Buy, buy the damnation of your soul… KYPP 4

Recent confusion having arisen when I made an attempt [comment on Viewing a corpse – Conway Hall May 2008] at humour, based on Windy Miller’s intro/editorial to Kill Your Pet Puppy 4 (released September 1981) I have put in a link to the page in question which starts

Buy, buy the damnation of your soul, here at last is the mechanism to destroy your old, ordered and worn out mind, welcome frenzy and darkness with outstretched hands, become the person your parents warned you against. Do it Now!! (etc.)

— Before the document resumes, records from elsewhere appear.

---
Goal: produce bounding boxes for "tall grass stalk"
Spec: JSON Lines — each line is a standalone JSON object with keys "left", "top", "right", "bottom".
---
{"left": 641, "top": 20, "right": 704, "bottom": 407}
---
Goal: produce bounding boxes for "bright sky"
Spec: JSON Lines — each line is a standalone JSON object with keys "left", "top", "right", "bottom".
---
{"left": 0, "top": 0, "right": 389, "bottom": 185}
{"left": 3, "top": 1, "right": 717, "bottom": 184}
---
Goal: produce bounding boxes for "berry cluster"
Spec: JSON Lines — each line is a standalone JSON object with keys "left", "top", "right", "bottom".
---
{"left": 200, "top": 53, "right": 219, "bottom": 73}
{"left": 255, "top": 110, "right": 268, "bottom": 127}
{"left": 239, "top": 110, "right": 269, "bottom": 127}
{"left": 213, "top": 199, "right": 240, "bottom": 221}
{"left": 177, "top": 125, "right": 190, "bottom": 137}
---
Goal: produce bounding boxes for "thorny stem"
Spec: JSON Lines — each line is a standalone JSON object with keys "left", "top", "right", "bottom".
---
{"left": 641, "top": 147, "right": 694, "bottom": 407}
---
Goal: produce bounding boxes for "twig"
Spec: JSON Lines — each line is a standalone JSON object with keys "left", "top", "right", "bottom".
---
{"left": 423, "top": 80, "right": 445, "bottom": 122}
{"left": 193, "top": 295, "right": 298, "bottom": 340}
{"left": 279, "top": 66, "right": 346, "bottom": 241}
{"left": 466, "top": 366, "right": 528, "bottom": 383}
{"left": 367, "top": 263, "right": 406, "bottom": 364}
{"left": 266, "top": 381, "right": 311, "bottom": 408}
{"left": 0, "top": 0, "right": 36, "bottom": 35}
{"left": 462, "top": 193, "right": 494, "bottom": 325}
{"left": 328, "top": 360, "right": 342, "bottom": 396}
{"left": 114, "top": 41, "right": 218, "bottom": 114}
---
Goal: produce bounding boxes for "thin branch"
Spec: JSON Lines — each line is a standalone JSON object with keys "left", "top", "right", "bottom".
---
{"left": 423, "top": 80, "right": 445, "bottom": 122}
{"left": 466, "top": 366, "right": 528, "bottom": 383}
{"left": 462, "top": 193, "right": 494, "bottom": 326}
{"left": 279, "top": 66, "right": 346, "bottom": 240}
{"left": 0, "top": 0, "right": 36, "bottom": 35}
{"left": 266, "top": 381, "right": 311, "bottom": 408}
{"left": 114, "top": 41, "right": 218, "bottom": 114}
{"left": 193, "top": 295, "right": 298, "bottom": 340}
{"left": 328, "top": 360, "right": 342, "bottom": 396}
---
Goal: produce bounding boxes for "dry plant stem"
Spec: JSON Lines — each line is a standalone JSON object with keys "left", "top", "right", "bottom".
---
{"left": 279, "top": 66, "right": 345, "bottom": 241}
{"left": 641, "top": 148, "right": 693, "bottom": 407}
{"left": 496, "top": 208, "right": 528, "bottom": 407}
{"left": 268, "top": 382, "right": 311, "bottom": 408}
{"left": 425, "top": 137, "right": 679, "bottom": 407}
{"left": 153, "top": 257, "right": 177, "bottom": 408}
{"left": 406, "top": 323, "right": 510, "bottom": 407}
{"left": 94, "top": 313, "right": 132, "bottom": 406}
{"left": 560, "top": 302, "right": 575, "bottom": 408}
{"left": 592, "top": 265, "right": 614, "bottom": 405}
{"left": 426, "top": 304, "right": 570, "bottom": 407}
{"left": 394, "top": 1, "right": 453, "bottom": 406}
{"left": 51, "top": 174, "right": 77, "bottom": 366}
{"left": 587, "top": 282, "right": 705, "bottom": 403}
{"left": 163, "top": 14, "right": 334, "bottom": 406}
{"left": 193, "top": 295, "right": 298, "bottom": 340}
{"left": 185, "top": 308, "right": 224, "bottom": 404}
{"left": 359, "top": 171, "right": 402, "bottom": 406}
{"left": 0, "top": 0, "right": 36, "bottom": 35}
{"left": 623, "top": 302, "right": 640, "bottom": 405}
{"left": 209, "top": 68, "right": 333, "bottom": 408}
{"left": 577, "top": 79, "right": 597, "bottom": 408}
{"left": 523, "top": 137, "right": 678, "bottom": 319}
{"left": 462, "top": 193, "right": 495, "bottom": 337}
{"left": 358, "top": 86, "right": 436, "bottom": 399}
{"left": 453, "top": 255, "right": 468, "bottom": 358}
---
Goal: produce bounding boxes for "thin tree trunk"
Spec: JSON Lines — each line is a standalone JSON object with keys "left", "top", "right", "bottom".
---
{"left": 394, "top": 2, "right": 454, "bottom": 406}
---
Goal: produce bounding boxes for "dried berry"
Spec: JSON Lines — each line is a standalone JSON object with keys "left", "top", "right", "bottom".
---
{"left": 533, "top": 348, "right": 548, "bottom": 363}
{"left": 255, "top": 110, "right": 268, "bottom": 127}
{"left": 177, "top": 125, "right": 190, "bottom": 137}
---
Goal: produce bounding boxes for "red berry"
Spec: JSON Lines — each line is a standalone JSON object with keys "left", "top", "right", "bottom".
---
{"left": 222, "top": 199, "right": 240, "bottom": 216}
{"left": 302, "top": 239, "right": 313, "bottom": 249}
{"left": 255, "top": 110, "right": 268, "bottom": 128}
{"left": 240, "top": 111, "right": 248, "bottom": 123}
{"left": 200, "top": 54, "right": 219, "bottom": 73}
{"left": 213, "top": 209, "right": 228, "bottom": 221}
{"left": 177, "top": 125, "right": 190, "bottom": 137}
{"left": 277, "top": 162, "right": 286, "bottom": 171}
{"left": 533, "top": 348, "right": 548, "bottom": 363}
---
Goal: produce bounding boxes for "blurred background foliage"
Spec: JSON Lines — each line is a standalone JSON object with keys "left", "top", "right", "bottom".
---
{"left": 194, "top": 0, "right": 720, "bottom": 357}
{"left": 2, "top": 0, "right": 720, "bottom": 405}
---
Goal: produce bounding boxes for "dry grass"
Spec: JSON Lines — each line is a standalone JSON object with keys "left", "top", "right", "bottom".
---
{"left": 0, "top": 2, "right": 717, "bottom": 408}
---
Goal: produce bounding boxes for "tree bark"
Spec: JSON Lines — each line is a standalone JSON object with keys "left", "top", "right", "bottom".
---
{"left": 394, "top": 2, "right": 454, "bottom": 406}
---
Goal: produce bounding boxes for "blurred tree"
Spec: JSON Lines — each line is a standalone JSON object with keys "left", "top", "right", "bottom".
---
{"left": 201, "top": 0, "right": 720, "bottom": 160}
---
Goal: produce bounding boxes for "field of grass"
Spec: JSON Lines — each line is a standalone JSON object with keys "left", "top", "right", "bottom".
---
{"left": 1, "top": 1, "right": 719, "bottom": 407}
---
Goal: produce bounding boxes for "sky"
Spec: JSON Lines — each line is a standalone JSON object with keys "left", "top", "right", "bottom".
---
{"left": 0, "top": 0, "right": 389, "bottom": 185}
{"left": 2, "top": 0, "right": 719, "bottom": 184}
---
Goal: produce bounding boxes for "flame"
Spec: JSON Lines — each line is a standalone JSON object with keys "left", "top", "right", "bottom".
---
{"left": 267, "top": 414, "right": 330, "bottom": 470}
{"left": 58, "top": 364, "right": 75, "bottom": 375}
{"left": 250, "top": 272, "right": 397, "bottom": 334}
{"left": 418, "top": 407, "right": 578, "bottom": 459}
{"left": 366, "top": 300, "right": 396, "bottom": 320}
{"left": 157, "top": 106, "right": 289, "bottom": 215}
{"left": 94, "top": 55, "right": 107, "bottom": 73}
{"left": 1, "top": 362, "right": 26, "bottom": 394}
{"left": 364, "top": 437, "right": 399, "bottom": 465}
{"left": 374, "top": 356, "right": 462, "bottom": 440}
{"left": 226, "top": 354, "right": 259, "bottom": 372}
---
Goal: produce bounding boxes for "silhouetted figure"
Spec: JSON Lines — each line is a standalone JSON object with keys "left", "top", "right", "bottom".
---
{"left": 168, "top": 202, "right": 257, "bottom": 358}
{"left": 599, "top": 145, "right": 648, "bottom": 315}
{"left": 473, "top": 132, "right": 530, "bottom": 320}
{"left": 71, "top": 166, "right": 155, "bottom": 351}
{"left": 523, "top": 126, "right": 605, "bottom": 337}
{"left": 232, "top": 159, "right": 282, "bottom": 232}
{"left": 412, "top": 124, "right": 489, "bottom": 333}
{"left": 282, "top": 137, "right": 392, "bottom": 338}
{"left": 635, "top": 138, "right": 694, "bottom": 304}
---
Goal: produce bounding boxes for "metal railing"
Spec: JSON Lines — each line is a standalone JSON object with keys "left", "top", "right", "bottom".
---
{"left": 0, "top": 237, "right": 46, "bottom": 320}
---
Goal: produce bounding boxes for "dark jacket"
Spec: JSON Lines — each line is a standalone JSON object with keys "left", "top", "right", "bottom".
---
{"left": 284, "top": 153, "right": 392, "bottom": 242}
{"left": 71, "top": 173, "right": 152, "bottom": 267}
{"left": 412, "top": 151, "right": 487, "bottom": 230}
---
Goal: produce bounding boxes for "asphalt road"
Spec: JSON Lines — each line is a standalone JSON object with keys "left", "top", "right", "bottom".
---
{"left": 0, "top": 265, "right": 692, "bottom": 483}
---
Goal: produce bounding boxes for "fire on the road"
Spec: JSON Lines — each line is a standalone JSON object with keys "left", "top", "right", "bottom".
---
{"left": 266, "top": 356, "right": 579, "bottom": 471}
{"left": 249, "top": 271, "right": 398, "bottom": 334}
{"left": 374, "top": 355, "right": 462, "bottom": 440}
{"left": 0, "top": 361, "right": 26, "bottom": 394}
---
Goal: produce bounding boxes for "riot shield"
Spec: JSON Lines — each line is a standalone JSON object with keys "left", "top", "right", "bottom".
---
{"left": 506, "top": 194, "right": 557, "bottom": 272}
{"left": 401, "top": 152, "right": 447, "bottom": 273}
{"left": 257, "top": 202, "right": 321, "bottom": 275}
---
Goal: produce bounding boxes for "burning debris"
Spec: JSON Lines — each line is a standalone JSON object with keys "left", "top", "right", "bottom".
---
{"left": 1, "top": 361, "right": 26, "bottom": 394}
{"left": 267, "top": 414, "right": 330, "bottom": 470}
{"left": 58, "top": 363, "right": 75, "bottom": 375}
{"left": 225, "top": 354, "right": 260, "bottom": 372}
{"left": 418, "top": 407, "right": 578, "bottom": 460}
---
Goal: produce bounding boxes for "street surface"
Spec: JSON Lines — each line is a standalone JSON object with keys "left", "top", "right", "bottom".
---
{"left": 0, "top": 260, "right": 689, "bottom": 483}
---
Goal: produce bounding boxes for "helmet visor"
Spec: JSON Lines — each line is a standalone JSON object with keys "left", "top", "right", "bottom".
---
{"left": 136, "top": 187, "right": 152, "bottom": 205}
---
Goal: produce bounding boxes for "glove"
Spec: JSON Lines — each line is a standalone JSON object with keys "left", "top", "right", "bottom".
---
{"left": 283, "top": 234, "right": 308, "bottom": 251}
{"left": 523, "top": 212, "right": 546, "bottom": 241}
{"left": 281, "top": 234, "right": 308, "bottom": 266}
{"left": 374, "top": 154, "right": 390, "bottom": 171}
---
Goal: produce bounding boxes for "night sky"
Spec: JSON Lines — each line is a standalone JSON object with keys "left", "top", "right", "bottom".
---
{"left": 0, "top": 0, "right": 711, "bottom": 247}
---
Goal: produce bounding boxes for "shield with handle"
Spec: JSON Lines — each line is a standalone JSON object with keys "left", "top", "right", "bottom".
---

YES!! who else endlessly churns out those old and yellowing surrealist manifestos and delivers them to your door like a black rose…

Read whole text here

It was cut-up/ sampled from a 1924 text by French surrealist Louis Aragon:

Buy, buy the damnation of your soul, you will destroy yourself at last, here is the machine for capsizing your mind. I announce to the world this page one headline: a new vice has just been born, one madness more has been given to man: surrealism, son of frenzy and darkness. Step right up, here is where the kingdoms of the instantaneous begin.

“It’s punk Jim, but not as we know it ” as Spock might have said.

For the KYPP collective, 1981 was an important year. We saw Bob Short play a gig in Clissold Park – just before he started Blood and Roses, and after Bob had escaped from Campbell Buildings. We discovered the Parallel Universe – a squatted venue in an abandoned church on Pentonville Road and met Pip and the gay punx of Huntingdon Street – see this page from KYPP 4.

We met The Mob when they played a free gig in an adventure playground on Parliament Hill Fields. See this page
The year ended with the Puppy Collective providing food, stimulating literature and cheap beer at the Sunday afternoon punk gigs at the Wapping Autonomy Centre.

I will write more on this later, but finally here are the front and back covers of KYPP 4. Transcribing the Antz lyrics for the back cover was a labour of love. KYPP 4 also had a feature on The Associates, Charge and a review of Dick Hebdidge’s ‘Subculture: The Meaning of Style’ amongst many other gems.